Morocco Elected Vice-President of 14th UN Congress on Crime Prevention & Criminal Justice
Participants in the meeting, held in hybrid format, elected, by acclamation, the Japanese minister of Justice, Yoko Kamikawa, as president of this 14th congress, in addition to 21 vice-presidents including Morocco in the person of ambassador Azzeddine Farhane, the Kingdom’s permanent representative to international organizations in Vienna.
The election of Morocco to the vice-presidency of the UN congress is a recognition of the Kingdom’s substantial contribution to international efforts in the fight against terrorism in all its forms and manifestations and in the field of crime prevention and criminal justice, the Moroccan embassy in Austria said in a press release.
The Moroccan delegation to the congress, which will run through March 12, is led by minister of Justice, Mohamed Ben Abdelkader.
In his address to the 14th UN Congress on Crime Prevention and Criminal Justice, delivered live from New York, UN Chief Antonio Guterres pointed out that “crime prevention, criminal justice and the rule of law have a key role in renewing the social contract between states and their populations.”
The UN Secretary-General highlighted the importance of this UN Congress in tackling challenges arising from the global pandemic, noting that the forum’s agenda this year targets the responses needed to strengthen crime prevention and criminal justice in the current health crisis.
These included comprehensive crime prevention strategies to underpin social and economic development; integrated responses to shore up criminal justice systems; and revitalized international cooperation and technical assistance to prevent and address all forms of crime.
Mr. Guterres stressed that the disruption caused by ongoing coronavirus pandemic was presenting criminals with new opportunities to exploit the marginalized and at risk.
“We face profound choices. Recovery from the COVID-19 pandemic presents an opportunity to address the grave injustices and inequalities that have plagued societies for generations,” he said.
Participants in the Congress adopted earlier on Sunday the Kyoto Declaration, whereby governments agreed on concrete actions to advance responses addressing crime prevention, criminal justice, rule of law and international cooperation.
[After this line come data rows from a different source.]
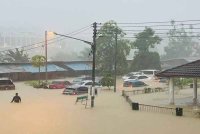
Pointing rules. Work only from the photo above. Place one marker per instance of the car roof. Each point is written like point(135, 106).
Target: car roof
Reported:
point(4, 78)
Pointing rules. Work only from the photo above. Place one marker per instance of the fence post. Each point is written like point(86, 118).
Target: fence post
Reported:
point(135, 106)
point(127, 98)
point(122, 92)
point(179, 111)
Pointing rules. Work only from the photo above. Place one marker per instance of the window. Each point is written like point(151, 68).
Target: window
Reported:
point(142, 77)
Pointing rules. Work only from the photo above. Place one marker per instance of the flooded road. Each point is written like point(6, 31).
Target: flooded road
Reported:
point(44, 111)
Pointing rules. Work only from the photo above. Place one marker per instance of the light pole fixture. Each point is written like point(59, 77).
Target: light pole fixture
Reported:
point(46, 76)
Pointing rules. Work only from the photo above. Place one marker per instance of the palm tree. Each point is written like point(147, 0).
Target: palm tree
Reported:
point(38, 61)
point(16, 56)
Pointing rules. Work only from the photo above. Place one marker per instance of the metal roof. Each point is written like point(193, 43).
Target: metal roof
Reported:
point(11, 68)
point(79, 66)
point(191, 69)
point(50, 68)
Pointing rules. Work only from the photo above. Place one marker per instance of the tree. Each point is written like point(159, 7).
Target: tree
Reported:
point(145, 40)
point(106, 43)
point(107, 80)
point(17, 56)
point(86, 54)
point(181, 43)
point(148, 60)
point(143, 58)
point(38, 61)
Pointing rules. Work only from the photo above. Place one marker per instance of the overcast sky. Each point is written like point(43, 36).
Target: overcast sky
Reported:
point(69, 15)
point(65, 16)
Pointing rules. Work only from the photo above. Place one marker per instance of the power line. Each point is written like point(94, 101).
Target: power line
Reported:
point(61, 38)
point(155, 22)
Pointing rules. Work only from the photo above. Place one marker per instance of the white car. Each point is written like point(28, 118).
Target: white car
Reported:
point(88, 83)
point(138, 77)
point(130, 74)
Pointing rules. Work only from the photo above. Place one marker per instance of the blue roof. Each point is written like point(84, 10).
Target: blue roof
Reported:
point(79, 66)
point(50, 68)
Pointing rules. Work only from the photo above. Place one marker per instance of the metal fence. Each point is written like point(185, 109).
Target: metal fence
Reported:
point(151, 108)
point(161, 109)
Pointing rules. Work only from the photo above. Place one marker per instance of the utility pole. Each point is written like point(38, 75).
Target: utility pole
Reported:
point(46, 56)
point(115, 83)
point(93, 62)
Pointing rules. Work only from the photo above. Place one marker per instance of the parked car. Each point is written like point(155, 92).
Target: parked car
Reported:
point(88, 83)
point(75, 90)
point(163, 80)
point(138, 77)
point(59, 84)
point(149, 72)
point(80, 79)
point(134, 83)
point(6, 84)
point(130, 74)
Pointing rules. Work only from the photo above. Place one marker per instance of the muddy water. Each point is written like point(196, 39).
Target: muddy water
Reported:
point(45, 111)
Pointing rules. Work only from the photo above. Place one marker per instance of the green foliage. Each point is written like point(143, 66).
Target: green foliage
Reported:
point(107, 80)
point(181, 82)
point(181, 43)
point(38, 60)
point(106, 44)
point(144, 59)
point(17, 56)
point(148, 60)
point(145, 40)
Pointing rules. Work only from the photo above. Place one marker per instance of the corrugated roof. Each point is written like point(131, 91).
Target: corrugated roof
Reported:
point(191, 69)
point(79, 66)
point(50, 68)
point(11, 68)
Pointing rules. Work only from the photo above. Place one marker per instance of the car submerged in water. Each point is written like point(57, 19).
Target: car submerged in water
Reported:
point(134, 83)
point(59, 84)
point(6, 84)
point(75, 90)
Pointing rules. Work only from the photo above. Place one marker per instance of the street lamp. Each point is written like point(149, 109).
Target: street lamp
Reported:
point(93, 46)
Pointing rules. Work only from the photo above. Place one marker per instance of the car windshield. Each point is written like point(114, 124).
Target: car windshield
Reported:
point(133, 77)
point(3, 82)
point(57, 82)
point(69, 89)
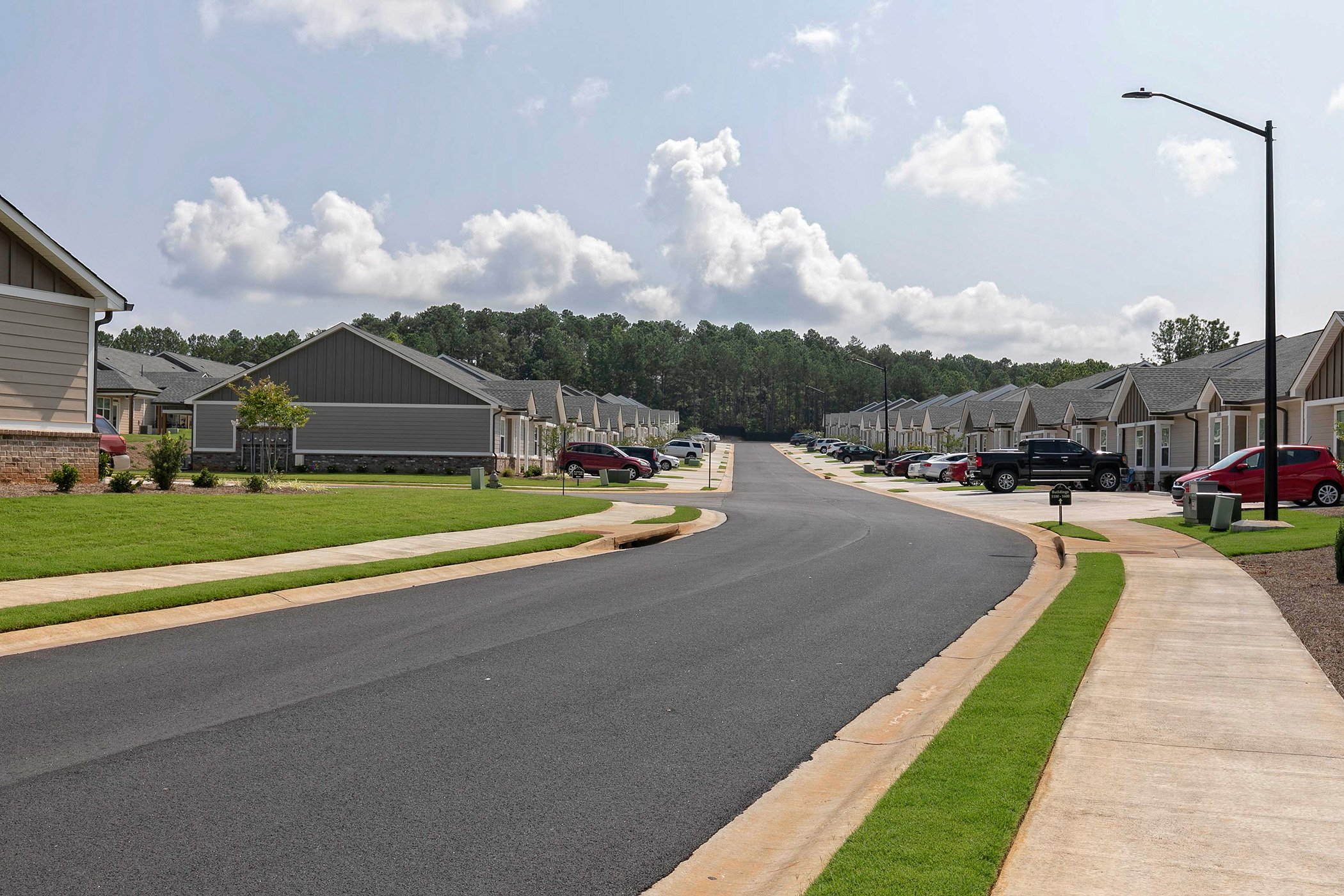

Member States will take commitments forward at the 30th session of the Commission on Crime Prevention and Criminal Justice (CCPCJ) scheduled to take place in Vienna in May.
Discussions will continue until Friday March 12, in the formal proceedings as well as dozens of special events and ancillary meetings hosted on the hybrid event platform, which will address topics ranging from addressing corruption to tackle wildlife crime and gender dimensions of counter-terrorism, to the impact of COVID-19 in prison settings, addressing children associated with terrorist and violent extremist groups, and youth as agents for change to promote the rule of law.
The 14th Congress, initially scheduled for April 2020, was postponed by the UN General Assembly due to the global COVID-19 pandemic.
The United Nations Congress on Crime Prevention and Criminal Justice is the world’s largest and most diverse gathering of policy-makers, practitioners, academia, intergovernmental organizations and civil society in the field of crime prevention and criminal justice.
The Congresses have been held every five years since 1955 in different parts of the world, dealing with a vast array of topics.
The UN Congresses resolutions have made considerable impact in the field of crime prevention and criminal justice and influenced national and international policies and professional practices.
The UN Congresses provide a forum for the exchange of views between States, intergovernmental and non-governmental organizations and individual experts representing various professions and disciplines, the exchange of experiences in research, law and policy development and the identification of emerging trends and issues in crime prevention and criminal justice.